Broken Asteroid
This artist's concept shows a broken-up asteroid. NASA/JPL-Caltech

An asteroid roughly the size of a sports stadium passed Earth by in the first week of March, traveling at a speed of about 4 miles a second at a distance almost four time that is between our planet and the moon. While that may seem pretty far away, NASA classifies any asteroid larger than 150 meters (about 490 feet) across and within 7.5 million kilometers (4.6 million miles) from Earth to be potentially hazardous.

There are two different approaches researchers have taken to deal with the scenario of an asteroid which is headed on a crash-course with Earth. One is to hit the asteroid with the aim of changing its trajectory, so it avoids our home planet completely. The other is to hit it much harder, say with a nuclear device, and blow it up into pieces that would either take a different course or would burn up in Earth’s atmosphere, and would therefore cause no harm.

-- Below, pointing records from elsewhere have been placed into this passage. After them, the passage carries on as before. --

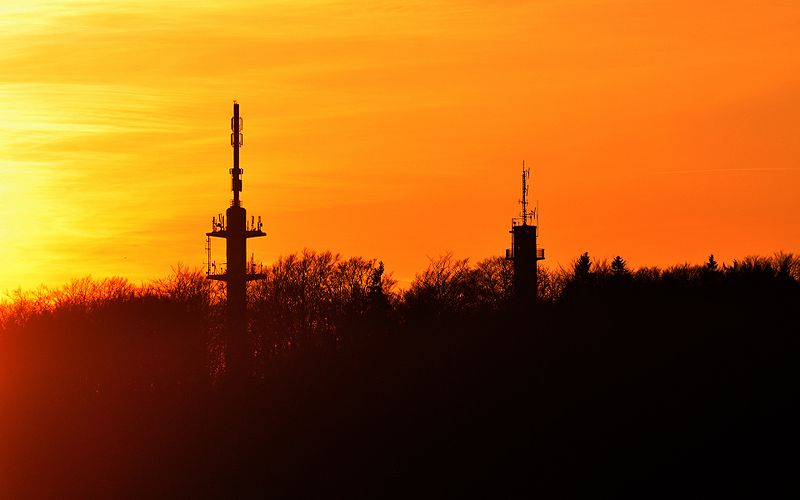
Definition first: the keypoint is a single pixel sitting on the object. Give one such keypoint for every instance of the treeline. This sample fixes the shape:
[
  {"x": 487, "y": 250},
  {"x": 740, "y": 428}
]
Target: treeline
[{"x": 617, "y": 379}]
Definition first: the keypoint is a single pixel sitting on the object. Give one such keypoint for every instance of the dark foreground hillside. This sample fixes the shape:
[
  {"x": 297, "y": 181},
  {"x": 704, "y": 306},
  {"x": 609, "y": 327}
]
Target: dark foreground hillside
[{"x": 647, "y": 383}]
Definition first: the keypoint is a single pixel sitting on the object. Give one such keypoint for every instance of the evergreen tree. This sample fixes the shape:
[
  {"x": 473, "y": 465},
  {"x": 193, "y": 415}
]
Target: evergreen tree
[
  {"x": 582, "y": 265},
  {"x": 619, "y": 267}
]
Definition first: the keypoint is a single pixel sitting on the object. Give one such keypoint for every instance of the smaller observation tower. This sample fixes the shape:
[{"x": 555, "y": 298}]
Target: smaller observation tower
[
  {"x": 235, "y": 229},
  {"x": 524, "y": 252}
]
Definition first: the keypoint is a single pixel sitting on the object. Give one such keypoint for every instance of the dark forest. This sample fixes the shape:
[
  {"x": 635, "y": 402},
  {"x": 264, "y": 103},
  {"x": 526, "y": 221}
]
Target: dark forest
[{"x": 616, "y": 382}]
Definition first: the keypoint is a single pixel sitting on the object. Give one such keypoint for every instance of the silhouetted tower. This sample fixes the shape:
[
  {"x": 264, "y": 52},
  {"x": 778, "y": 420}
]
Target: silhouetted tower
[
  {"x": 236, "y": 272},
  {"x": 523, "y": 249}
]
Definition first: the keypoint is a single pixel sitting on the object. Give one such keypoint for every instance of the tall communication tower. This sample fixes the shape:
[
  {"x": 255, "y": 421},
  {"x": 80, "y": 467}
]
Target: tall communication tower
[
  {"x": 235, "y": 229},
  {"x": 523, "y": 249}
]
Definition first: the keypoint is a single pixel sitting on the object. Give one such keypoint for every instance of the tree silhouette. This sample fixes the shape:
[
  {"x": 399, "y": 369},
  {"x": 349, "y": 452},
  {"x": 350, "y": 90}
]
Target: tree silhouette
[{"x": 619, "y": 267}]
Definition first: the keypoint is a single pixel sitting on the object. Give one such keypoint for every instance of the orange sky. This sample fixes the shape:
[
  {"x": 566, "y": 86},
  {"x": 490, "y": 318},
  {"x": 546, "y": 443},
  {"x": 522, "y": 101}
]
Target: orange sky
[{"x": 659, "y": 130}]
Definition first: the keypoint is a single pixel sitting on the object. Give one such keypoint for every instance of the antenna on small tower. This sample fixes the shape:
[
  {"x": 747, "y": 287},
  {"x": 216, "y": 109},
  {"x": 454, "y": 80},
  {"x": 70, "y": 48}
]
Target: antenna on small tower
[{"x": 526, "y": 174}]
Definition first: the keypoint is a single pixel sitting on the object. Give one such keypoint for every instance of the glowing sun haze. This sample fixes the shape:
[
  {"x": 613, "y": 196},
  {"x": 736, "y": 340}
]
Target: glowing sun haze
[{"x": 661, "y": 131}]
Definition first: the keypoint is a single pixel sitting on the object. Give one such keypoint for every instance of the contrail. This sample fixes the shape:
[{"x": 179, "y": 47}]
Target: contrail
[{"x": 718, "y": 170}]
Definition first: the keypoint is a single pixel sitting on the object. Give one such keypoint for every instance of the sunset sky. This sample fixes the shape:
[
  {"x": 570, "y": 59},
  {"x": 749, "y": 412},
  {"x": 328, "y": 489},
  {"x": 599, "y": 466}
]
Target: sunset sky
[{"x": 661, "y": 131}]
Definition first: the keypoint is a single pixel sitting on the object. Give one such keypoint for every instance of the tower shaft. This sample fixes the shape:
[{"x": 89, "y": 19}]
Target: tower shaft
[{"x": 234, "y": 229}]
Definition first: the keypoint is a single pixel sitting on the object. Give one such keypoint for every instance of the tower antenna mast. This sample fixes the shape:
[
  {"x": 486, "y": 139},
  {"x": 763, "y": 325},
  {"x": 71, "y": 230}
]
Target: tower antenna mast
[{"x": 526, "y": 174}]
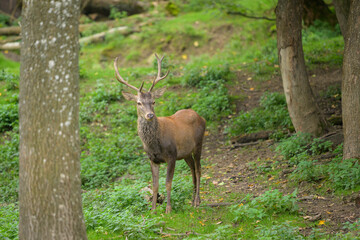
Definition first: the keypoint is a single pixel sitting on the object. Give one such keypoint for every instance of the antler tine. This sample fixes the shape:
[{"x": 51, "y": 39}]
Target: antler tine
[
  {"x": 121, "y": 80},
  {"x": 158, "y": 77}
]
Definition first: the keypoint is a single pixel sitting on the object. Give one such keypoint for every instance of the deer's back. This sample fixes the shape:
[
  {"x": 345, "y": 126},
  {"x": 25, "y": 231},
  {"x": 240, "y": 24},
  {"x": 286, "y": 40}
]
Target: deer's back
[{"x": 185, "y": 129}]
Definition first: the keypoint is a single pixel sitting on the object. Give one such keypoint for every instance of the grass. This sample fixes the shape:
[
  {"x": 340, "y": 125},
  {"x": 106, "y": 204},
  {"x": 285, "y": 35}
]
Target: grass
[{"x": 114, "y": 165}]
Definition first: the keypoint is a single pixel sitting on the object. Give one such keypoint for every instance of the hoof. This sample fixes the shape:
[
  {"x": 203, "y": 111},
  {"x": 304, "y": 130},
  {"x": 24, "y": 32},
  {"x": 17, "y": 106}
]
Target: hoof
[{"x": 168, "y": 209}]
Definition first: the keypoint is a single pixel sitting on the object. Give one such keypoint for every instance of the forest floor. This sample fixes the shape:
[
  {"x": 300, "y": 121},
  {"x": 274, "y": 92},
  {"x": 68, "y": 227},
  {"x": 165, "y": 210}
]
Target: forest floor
[{"x": 235, "y": 169}]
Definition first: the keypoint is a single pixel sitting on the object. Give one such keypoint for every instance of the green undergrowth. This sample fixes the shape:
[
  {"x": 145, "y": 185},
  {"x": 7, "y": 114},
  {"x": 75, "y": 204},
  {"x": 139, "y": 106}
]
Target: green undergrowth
[
  {"x": 301, "y": 151},
  {"x": 204, "y": 50}
]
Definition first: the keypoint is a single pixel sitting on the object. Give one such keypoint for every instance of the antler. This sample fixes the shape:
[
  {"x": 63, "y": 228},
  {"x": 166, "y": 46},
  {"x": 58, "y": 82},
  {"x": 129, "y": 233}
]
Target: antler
[
  {"x": 121, "y": 80},
  {"x": 158, "y": 77}
]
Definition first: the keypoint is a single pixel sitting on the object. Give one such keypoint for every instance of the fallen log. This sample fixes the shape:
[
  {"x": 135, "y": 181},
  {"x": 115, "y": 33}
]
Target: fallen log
[
  {"x": 8, "y": 31},
  {"x": 10, "y": 46},
  {"x": 98, "y": 37},
  {"x": 16, "y": 30},
  {"x": 251, "y": 137}
]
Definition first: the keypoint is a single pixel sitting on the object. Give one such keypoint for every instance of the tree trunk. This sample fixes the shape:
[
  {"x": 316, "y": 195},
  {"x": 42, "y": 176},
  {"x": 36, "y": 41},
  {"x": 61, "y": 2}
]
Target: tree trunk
[
  {"x": 304, "y": 112},
  {"x": 342, "y": 8},
  {"x": 49, "y": 179},
  {"x": 351, "y": 85}
]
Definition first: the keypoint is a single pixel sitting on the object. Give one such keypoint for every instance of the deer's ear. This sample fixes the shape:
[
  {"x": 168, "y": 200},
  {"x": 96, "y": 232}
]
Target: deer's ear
[
  {"x": 129, "y": 96},
  {"x": 158, "y": 92}
]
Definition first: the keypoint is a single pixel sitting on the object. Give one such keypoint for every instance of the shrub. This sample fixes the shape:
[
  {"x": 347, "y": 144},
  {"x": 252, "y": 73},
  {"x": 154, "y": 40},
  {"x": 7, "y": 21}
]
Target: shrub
[
  {"x": 9, "y": 221},
  {"x": 345, "y": 174},
  {"x": 293, "y": 146},
  {"x": 11, "y": 80},
  {"x": 118, "y": 209},
  {"x": 267, "y": 204},
  {"x": 106, "y": 159},
  {"x": 307, "y": 170},
  {"x": 9, "y": 116},
  {"x": 278, "y": 232},
  {"x": 9, "y": 168}
]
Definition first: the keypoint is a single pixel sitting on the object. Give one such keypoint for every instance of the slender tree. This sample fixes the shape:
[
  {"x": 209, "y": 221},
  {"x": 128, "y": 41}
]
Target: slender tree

Russian scientists simulated the second scenario in a laboratory, using lasers and models of asteroids they made. Researchers from Rosatom, Russia’s State Atomic Energy Corporation, and physicists from the Moscow Institute of Physics and Technology (MIPT) came together to evaluate the criteria for destroying asteroids, “such as the explosion energy needed to eliminate a dangerous object on a collision course with Earth.”

The researchers designed their model asteroids based on data from a meteorite that survived the Chelyabinsk explosion in February 2013 and landed inside the nearby Lake Chebarkul. The fragment was recovered from the lake’s bottom and analyzed, and researchers created model asteroids of various shapes using a combination of various physical processes, such as heating, compression and sedimentation, to mimic natural formation.

It was found that to destroy a 200-meter asteroid, as much energy as produced by 3 megatons of TNT would be needed, which could be achieved using most nuclear warheads in existence today. By firing lasers at pre-built cavities in the model asteroids, researchers also surmised that less energy was needed to destroy asteroids if the bomb was buried within their surfaces. A succession of small explosions was seen to provide no advantage over a single large explosion.

“By accumulating coefficients and dependencies for asteroids of different types, we enable rapid modeling of the explosion so that the destruction criteria can be calculated promptly. At the moment, there are no asteroid threats, so our team has the time to perfect this technique for use later in preventing a planetary disaster,” Vladimir Yufa, an associate professor at MIPT who coauthored a research paper on the subject, said in a statement Tuesday.

Laser Asteroid
An artist illustration showing the destruction of an asteroid using a laser fired from Earth. Elena Khavina, MIPT Press Office

“We’re also looking into the possibility of deflecting an asteroid without destroying it and hope for international engagement,” he added.

The conclusions of the study hold validity only for similar-sized asteroids as the one responsible for the Chelyabinsk explosion, and they would also have to enter Earth’s atmosphere at a similar angle, with their fragments following similar trajectories, the researchers clarified. They plan to experiment on asteroid models with different compositions.

An English version of the research paper will be published in the upcoming issue of the Journal of Experimental and Theoretical Physics.

Asteroids can be as small as a few meters across, but can also be several hundred kilometers in size, and can travel up to five times faster than the one that flew by Earth on March 7. The NASA classification is designed to err on the side of caution, because if an asteroid were to hit Earth, the devastation caused would be immense, like the Cretaceous-Paleogene mass extinction event 66 million years ago. At the time, an object from space, thought to be about 10 to 15 kilometers across, struck our planet and caused the sudden extinction of 75 percent of all plant and animal species on land and in water.

NASA is also working on a spacecraft — the Hypervelocity Asteroid Mitigation Mission for Emergency Response (HAMMER) — which would be designed for the purpose of tackling an Earth-bound asteroid. Its bulk would either send a small asteroid on a different trajectory, or in the case of a bigger one, it would be fitted with a nuclear weapon that would do its job (hopefully, for everyone alive at the time) with a bang.